Off went the stove. We left everything right where it stood. Daddy gathered up David, we got in the car and headed to the hospital. Late that night David had a brother. I stayed at the hospital that night. Your daddy came home. He came home, put David to bed and went back to the apricots. By the time I came home the next day there was not an apricot, a jar, or a drop of splattered syrup to be seen. I don’t know how he did it!
Daddy stayed quiet through the telling. He never brought much attention to himself. Far back as I remember, he did what he did and you noticed or not. That was the thing about the two of them, they were their own sort of two lane road—one road, two ways of going about life.

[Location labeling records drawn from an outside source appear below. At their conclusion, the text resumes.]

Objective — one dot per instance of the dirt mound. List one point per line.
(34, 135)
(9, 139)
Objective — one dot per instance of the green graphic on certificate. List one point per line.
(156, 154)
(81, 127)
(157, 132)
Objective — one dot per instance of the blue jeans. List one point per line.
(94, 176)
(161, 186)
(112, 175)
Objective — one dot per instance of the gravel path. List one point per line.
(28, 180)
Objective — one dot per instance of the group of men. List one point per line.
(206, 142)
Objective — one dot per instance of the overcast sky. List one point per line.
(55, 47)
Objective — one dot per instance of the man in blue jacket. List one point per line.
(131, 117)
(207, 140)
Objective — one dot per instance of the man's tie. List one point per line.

The story always excited us kids. We’d eagerly go about packing for the return trip and beg to help put up apricots when we got home. Hours later, after a drive which had us kids asleep by the time we wound our way up the last canyon, and after slicing and pitting hundreds of apricots, you can well imagine, we were no longer quite so excited about this chore. And, more often than not, mamma and daddy were alone in the kitchen by the time the last apricot was canned.
Our own kids have traveled two lane roads, and picked, sliced, cooked, and canned apricots. They are not always home with us any longer. But on cold Sunday mornings, with frigid weather but a windowpane away, and apricots on top of pancakes; mamma and daddy, us, and our kids sit at the table of memory and travel the two lane road.